Aún recuerdo cuando hace 16 años, en el boletín nº 3 de la revista Bitraws hablé sobre una supuesta relación entre Pedro Moya de Contreras (de Pedroche, Arzobispo de Méjico, Virrey, primer inquisidor de Nueva España, gobernador y capitán general de Nueva España, Presidente del Consejo de Indias, Patriarca de las Indias) y Felipe II, aparte de la propia de sus cargos:

“¿Sabes qué secreto guardaban el arzobispo y virrey de Méjico Pedro Moya Contreras y el rey Felipe II? Se dice que una hermana de Pedro Moya Contreras tuvo amores con el rey de España, Felipe II. Y de este amor surgió una hija. Pedro Moya la llevó a Méjico y la recluyó en un convento con el nombre de sor Micaela. Este convento es uno de los más conocidos de Méjico, el de Jesús María. Desde entonces disfrutó de muchos privilegios, el soberano español estuvo siempre atento para que nada faltara a su hija, quien permaneció en la orden hasta el fin de sus días.” [ver aquí]

Acto seguido fui despellejado por alguien alegando que difundiendo estas “mentiras” estoy desprestigiando al personaje y al propio pueblo de Pedroche. Cosas que pasan, antes y ahora.

Sin embargo, me gustaría extenderme explicando todo esto, quizás aprovechando que tengo en mi poder el libro “Pedro Moya de Contreras. Catholic Reform and Royal Power in New Spain. 1571-1591” de Stafford Poole, donde se habla sobre el tema.
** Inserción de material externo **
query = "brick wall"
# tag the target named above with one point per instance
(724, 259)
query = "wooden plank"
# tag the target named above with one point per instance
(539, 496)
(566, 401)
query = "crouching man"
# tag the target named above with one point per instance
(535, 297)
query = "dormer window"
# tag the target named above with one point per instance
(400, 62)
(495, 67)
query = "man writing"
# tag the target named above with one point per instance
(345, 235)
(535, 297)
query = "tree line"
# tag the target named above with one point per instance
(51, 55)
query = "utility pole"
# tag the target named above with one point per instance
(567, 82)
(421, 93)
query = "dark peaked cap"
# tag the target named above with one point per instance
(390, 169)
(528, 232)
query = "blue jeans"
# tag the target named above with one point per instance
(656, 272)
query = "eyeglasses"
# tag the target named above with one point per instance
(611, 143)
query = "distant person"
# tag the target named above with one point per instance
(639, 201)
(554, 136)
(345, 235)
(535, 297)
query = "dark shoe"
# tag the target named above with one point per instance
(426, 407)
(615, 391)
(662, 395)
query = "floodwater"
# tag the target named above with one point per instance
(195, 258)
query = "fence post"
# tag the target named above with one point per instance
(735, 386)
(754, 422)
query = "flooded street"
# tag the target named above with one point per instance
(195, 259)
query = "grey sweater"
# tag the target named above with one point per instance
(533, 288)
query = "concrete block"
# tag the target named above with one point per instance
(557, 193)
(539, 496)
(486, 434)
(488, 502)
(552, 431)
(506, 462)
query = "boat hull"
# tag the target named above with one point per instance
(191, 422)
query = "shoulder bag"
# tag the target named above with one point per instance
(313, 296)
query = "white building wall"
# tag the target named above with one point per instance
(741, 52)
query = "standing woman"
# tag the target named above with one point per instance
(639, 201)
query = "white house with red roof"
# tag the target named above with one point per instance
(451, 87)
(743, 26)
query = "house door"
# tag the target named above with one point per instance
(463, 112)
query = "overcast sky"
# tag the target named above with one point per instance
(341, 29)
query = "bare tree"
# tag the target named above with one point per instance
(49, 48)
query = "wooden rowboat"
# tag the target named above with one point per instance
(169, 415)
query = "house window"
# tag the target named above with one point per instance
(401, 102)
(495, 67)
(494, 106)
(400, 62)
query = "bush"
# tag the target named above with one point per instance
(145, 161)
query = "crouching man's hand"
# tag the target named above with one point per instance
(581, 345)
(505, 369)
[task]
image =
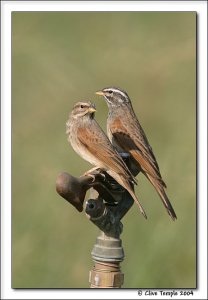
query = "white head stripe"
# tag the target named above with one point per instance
(117, 91)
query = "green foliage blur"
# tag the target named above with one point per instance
(59, 58)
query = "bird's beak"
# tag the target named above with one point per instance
(91, 109)
(100, 93)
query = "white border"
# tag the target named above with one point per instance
(6, 8)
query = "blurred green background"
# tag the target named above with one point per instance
(59, 58)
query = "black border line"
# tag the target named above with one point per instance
(197, 135)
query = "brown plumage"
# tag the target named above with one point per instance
(126, 133)
(91, 143)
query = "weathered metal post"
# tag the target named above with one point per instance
(107, 205)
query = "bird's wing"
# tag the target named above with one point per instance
(98, 145)
(137, 145)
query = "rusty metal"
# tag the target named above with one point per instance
(108, 204)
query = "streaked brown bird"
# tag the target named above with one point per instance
(126, 133)
(91, 143)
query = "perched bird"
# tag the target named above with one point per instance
(126, 133)
(91, 143)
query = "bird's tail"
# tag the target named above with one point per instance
(160, 190)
Pool escribe en el tema dedicado al convento de Jesús María, de Méjico, lo siguiente:

“Otra preocupación para el arzobispo fue la cantidad de niñas pobres y huérfanas en la Ciudad de México. La mayoría de ellas eran hijas y nietas de conquistadores o primeros colonos de Nueva España que, debido a que carecían de dotes, no podían ni casarse ni entrar en un convento adecuado. Las dotes eran necesarias para apoyar a los conventos de monjas. Esta situación presentaba un grave problema social en una sociedad que veía solo dos alternativas para las mujeres: el matrimonio o el convento. Fue por el bien de estas niñas y mujeres que el arzobispo ayudó con la fundación de un convento llamado Jesús María en 1580. Si algunas facetas de la vida de Moya son oscuras, la historia de su participación en esta fundación, con sus connotaciones de escándalo oculto e intriga, sin duda debe ser el más tentadoramente misterioso de todos.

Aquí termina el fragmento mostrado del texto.